Ratu Perempuan yang Cerdas dan Trengginas di Nusantara

Penulis: Khusnul Yaqin
Guru Besar Universitas Hasanuddin
Di Nusantara sebenarnya sejak dari dulu tidak ada pembedaan peran sosial antara perempuan dan laki-laki. Ketika dunia Barat masih bergetayangan dengan patriarkisme, mendewakan gender laki-laki, Nusantara sudah mepunya pimpinan seorang perempuan, yaitu Maharani Sri Tribuawana Wijayatunggadewi (MSTW) (1328-1350).
Nama asli MSTW adalah Dyah Gitarja. Ia merupakan putri dari Raden Wijaya dan Gayatri. Memiliki adik kandung bernama Dyah Wiyat dan kakak tiri bernama Jayanagara. Pada masa pemerintahan Jayanagara (1309–1328) ia diangkat sebagai penguasa bawahan di Jiwana bergelar Bhre Kahuripan. Beliau adalah Raja ketiga Majaphit menggantikan kakak tirinya yang meninggal.

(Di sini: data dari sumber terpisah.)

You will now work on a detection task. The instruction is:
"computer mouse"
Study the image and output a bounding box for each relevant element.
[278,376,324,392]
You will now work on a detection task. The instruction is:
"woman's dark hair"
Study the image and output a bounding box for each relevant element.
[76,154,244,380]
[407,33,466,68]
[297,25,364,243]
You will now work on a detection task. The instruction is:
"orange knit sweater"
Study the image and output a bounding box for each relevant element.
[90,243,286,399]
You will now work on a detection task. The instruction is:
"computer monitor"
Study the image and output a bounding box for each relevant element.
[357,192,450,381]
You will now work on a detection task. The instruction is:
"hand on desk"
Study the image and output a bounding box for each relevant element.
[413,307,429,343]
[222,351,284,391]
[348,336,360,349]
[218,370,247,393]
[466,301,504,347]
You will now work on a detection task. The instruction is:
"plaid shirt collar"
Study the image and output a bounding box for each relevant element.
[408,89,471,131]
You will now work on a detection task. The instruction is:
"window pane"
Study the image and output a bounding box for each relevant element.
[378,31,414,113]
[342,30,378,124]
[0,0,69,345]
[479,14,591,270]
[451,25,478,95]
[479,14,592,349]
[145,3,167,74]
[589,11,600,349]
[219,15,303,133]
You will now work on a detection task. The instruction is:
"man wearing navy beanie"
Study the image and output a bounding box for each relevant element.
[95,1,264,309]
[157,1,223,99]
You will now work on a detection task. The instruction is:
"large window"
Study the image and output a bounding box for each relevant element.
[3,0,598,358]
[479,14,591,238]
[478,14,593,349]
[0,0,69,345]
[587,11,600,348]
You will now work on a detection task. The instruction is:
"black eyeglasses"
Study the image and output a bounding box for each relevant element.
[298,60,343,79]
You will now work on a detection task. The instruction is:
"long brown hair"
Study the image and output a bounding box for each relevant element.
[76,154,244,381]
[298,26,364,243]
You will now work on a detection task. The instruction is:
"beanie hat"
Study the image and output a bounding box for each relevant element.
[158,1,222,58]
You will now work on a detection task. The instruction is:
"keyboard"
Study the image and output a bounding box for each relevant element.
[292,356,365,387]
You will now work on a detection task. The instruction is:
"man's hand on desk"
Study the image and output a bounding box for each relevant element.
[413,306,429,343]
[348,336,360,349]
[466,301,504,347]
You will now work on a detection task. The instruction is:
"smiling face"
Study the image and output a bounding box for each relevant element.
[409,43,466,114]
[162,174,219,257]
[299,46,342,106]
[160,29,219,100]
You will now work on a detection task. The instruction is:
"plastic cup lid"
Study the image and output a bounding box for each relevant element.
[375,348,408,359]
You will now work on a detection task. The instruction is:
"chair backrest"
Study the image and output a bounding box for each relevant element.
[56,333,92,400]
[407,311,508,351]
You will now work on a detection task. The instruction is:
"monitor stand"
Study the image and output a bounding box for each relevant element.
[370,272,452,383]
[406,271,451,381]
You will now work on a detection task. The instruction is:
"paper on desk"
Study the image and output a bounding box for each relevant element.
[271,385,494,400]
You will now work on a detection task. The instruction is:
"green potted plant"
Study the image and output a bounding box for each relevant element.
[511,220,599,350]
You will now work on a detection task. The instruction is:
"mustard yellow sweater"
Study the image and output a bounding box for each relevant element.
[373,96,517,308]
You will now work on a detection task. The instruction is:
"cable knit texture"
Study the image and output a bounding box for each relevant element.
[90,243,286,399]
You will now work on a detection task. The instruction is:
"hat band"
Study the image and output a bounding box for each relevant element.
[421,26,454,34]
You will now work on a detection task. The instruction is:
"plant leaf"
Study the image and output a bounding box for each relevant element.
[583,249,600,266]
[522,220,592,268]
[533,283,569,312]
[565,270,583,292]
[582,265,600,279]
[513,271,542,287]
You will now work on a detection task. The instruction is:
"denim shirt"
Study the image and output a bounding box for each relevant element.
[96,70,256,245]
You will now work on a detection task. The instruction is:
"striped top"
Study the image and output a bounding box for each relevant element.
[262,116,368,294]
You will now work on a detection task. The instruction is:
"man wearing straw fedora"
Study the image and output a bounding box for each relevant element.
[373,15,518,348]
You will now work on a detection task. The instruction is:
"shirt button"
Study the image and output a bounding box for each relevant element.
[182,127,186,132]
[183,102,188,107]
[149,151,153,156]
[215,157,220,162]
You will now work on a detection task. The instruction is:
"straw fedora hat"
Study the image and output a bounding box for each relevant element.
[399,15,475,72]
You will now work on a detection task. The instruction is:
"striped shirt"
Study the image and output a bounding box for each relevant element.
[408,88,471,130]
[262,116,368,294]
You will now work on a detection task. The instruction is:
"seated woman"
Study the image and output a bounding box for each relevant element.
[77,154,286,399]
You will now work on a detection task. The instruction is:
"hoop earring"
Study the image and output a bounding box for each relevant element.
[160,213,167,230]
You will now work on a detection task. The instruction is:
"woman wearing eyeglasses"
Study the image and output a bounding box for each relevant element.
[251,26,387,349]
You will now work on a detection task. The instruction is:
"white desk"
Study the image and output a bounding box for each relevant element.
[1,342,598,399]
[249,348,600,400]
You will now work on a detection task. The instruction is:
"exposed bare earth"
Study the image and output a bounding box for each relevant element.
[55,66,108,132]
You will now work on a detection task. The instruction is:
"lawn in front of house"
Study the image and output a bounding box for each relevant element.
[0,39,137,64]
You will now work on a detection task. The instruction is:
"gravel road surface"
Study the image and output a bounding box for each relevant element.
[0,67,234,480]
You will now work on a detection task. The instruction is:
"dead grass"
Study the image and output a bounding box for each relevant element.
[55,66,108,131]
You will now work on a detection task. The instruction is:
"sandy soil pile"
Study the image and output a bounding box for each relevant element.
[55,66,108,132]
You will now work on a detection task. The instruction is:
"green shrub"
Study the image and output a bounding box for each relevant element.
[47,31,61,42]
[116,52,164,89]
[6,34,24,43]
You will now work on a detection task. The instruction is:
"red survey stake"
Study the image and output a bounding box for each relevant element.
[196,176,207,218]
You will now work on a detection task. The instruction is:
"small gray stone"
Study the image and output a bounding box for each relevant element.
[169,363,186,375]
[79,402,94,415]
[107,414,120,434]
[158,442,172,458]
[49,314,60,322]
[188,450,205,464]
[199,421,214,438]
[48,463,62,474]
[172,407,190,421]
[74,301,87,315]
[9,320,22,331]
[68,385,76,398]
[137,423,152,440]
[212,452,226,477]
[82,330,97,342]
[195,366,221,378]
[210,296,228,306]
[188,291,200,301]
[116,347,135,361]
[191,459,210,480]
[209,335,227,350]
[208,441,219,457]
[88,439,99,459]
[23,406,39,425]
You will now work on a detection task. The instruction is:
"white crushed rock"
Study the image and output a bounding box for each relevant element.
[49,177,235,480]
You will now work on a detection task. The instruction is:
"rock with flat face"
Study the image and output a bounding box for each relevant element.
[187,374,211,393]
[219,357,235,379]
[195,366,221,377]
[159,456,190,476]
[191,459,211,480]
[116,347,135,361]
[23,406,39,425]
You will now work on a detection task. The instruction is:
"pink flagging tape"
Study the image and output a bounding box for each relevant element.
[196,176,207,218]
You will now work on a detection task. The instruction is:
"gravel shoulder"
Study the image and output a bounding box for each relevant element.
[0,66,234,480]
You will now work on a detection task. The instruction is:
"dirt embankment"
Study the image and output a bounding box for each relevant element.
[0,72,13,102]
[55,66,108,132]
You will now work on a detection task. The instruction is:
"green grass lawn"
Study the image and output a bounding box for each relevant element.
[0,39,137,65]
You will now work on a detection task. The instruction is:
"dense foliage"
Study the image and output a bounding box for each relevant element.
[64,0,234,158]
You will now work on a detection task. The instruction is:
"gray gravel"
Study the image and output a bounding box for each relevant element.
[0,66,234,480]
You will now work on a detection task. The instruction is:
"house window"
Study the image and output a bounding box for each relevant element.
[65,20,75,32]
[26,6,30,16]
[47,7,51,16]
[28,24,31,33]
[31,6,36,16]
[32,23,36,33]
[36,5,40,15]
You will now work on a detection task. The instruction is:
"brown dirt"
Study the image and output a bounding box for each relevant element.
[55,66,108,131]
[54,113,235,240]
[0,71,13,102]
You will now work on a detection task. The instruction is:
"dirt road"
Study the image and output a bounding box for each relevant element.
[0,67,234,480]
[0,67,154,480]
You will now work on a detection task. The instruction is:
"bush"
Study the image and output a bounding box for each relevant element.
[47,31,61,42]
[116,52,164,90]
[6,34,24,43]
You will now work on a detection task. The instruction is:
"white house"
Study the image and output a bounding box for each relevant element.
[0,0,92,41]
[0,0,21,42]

Dasar pemilihan beliau adalah kecerdasan dan kebijaksanaannya yang diputuskan oleh suatu dewan di Kerajaan Majapahit. MSTW memenuhi kriteria itu. Kemudian MSTW diangkat sebagai Raja atau Ratu Majapahit. Dari sini kita bisa melihat betapa majunya pemikiran para intelektual pada waktu itu yang tidak melihat gender sebagai kriteria seseorang menjadi raja atau ratu.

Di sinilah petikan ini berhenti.